"So you did," replied Dick in the cheerful unconscious way that so irritated her in certain moods. Not always could she bear with composure his masculine assumption that whatever pleased him must delight his wife. "So you did," said he. "And it's still locked. But there was the window from the front balcony into your sitting room—and the door from your sitting room to this room. You see, I was determined to find you."
His tone of laughing tenderness helped her half to guess, half to make out his expression. Usually she accepted without a protesting thought the whole of the routine of married life. But to-night she grew hot with a burning blush of imperiled modesty as he advanced toward her. "Don't," she said; "I'm doing my exercises."

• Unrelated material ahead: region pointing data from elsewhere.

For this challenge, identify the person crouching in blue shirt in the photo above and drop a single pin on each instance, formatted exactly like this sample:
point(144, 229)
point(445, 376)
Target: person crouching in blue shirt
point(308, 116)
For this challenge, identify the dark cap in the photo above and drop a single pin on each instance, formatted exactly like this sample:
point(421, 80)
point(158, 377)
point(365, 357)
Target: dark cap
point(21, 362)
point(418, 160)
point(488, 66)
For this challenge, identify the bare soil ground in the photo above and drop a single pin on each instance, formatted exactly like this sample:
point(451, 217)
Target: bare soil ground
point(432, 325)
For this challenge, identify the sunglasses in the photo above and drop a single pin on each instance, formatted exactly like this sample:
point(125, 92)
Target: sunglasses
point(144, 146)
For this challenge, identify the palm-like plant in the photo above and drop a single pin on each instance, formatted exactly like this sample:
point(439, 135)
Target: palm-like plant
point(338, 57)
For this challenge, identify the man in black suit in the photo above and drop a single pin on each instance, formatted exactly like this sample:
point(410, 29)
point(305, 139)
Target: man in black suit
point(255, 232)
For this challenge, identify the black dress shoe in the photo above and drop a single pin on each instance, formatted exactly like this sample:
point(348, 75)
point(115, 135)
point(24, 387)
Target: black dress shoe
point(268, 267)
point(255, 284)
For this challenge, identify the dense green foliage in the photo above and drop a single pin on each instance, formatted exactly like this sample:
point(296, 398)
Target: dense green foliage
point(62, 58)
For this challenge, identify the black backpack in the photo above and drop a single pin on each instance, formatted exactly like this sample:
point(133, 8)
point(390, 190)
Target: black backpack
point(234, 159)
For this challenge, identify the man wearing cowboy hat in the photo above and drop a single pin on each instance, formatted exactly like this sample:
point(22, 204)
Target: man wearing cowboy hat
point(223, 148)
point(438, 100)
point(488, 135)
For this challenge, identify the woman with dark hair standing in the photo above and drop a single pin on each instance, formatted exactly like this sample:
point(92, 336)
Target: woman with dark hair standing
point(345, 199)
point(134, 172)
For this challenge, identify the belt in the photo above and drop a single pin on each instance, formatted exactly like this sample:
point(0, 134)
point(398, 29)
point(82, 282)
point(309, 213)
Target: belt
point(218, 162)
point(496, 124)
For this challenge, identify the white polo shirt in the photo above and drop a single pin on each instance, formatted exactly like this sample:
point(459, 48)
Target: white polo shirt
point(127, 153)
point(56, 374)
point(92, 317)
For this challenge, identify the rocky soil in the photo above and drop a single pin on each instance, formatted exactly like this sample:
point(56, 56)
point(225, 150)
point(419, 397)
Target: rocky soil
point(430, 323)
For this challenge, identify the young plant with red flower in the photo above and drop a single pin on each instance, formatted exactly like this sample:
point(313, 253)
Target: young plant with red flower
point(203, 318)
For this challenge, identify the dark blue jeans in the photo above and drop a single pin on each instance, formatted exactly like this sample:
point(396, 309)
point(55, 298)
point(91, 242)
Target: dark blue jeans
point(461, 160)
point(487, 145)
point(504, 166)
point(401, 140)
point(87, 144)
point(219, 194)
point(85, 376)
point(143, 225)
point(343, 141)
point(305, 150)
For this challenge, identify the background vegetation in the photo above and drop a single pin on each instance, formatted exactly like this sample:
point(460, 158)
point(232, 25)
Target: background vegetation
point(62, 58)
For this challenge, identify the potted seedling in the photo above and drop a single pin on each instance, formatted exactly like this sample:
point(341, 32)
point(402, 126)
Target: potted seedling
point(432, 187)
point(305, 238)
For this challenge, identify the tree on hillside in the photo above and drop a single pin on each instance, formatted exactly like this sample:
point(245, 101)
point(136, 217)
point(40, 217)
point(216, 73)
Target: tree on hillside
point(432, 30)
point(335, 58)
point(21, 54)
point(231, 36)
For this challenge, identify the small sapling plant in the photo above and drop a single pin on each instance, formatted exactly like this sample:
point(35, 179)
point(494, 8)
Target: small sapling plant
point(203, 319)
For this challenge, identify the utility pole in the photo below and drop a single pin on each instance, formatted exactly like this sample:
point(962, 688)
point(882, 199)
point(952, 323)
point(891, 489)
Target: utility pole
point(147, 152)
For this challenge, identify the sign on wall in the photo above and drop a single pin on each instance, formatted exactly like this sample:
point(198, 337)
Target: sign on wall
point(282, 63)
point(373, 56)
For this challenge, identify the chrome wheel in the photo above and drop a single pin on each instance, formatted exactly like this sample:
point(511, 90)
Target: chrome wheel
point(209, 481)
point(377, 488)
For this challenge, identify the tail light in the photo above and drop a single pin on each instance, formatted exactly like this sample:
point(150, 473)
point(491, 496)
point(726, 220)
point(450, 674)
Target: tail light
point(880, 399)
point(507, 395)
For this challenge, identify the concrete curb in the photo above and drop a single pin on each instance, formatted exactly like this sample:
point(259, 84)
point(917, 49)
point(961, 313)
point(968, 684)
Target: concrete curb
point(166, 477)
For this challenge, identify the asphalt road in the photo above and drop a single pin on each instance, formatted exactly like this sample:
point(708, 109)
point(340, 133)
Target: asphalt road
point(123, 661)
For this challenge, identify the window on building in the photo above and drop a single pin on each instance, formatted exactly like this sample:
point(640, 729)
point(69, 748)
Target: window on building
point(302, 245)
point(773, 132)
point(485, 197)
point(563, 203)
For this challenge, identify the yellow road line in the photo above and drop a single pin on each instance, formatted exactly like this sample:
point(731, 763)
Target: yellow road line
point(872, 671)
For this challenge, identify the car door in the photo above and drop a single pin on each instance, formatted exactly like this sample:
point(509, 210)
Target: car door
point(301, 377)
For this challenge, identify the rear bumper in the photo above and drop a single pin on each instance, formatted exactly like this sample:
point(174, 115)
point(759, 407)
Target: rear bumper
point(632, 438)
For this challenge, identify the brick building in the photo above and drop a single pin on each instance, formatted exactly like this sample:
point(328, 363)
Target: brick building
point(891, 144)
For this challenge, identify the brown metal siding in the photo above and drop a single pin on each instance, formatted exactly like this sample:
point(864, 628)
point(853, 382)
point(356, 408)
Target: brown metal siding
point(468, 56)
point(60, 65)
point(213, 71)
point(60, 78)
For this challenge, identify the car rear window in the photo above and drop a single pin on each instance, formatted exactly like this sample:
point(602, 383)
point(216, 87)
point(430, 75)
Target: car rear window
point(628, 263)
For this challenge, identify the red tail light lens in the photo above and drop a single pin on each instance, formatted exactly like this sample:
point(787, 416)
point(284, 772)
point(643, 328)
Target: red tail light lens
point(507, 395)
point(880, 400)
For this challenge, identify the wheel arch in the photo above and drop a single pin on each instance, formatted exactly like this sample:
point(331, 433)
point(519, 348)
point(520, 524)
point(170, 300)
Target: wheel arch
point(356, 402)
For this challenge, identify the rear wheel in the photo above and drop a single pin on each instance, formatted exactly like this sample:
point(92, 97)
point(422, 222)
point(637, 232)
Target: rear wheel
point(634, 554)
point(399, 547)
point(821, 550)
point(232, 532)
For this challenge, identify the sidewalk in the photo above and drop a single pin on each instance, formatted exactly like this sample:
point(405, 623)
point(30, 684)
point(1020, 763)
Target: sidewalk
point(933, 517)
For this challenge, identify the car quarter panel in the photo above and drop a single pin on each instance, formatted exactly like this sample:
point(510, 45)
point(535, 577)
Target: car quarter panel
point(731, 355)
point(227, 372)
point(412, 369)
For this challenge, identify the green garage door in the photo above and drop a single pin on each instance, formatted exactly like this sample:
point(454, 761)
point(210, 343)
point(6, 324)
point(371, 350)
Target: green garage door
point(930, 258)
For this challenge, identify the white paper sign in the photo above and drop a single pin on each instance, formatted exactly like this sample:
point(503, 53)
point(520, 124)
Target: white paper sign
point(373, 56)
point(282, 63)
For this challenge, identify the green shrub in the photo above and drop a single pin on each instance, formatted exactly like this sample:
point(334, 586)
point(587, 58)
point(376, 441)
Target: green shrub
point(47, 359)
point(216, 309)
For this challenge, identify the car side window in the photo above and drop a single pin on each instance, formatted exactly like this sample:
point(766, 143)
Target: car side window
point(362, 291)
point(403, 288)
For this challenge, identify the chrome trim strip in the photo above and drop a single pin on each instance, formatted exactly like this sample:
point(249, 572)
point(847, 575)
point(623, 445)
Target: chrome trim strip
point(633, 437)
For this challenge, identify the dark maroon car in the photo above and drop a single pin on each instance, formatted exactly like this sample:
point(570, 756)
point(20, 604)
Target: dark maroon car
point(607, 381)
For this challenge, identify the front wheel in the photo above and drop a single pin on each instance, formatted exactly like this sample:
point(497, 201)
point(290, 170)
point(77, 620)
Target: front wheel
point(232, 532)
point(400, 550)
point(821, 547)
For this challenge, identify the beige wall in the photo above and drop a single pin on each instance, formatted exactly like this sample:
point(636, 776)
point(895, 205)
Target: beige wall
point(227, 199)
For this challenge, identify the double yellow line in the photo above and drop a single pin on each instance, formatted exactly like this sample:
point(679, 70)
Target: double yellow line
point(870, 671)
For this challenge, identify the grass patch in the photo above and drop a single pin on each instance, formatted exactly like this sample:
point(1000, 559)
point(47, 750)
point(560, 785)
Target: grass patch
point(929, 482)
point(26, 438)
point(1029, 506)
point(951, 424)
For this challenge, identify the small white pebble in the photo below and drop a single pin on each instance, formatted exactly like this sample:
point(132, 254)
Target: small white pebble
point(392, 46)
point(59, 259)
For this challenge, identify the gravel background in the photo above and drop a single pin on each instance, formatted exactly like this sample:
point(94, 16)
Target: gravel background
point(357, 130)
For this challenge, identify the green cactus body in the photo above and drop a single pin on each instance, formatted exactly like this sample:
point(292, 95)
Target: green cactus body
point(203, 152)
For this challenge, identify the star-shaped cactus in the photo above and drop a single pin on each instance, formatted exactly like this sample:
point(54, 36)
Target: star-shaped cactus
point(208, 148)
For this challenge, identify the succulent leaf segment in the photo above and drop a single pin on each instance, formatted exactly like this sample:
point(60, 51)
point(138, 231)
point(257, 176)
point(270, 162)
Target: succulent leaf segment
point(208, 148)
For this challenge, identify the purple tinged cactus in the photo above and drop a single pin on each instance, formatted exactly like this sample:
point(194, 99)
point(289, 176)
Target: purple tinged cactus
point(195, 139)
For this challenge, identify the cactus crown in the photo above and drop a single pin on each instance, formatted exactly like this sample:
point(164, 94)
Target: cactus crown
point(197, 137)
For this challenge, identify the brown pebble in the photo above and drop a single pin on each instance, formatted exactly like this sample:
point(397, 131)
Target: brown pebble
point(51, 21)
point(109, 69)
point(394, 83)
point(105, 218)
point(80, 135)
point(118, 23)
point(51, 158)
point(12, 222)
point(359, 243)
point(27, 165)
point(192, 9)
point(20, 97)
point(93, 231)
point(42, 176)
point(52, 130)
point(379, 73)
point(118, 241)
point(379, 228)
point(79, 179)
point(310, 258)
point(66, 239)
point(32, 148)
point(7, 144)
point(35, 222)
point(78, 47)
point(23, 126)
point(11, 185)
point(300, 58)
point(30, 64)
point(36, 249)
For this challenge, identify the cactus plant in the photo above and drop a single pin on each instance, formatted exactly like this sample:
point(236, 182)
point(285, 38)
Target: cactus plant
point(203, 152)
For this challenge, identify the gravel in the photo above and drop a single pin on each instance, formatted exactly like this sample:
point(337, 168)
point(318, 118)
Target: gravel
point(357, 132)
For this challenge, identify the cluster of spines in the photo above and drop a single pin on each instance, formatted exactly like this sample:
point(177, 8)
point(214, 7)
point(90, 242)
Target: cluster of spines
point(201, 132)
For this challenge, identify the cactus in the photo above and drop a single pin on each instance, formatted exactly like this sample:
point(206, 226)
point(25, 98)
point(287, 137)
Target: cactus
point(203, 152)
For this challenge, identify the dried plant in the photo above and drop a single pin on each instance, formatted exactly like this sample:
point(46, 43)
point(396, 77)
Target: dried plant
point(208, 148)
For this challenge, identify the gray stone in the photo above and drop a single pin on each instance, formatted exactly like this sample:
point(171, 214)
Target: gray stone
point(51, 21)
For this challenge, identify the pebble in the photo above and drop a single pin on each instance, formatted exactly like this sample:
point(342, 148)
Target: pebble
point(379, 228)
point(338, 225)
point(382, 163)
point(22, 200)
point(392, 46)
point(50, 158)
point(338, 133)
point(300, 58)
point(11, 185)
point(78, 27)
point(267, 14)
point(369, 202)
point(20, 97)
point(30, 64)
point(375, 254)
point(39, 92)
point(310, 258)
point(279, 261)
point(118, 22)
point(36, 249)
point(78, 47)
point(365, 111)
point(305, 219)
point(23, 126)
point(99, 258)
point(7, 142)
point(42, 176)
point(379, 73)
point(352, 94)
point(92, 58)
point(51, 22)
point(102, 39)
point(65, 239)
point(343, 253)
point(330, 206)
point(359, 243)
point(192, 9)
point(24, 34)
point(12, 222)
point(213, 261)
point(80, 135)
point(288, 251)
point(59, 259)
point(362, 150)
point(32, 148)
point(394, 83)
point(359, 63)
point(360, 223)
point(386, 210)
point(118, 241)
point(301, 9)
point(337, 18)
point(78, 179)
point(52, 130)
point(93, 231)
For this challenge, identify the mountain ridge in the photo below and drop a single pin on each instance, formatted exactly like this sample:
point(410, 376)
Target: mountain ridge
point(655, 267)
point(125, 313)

"No—you were dreaming. Of what?" Then, without waiting for an answer about a matter of so little importance, "Gallatin tells me he has decided to stay on—if he can arrange it—and he seems to think he can. So I'm feeling fine. You don't know what a jolt he gave me at supper. Did you talk with him about it?"
"Yes."
"Urged him to stay?"
"I tried to show him he ought to stay."
"Ever so much obliged."
She stopped in her exercises to say quickly: "Oh, I didn't do it for you. I did it for myself."
"Why, you dislike him."
"He's some one to talk with—some one that listens and answers. And—I don't dislike him."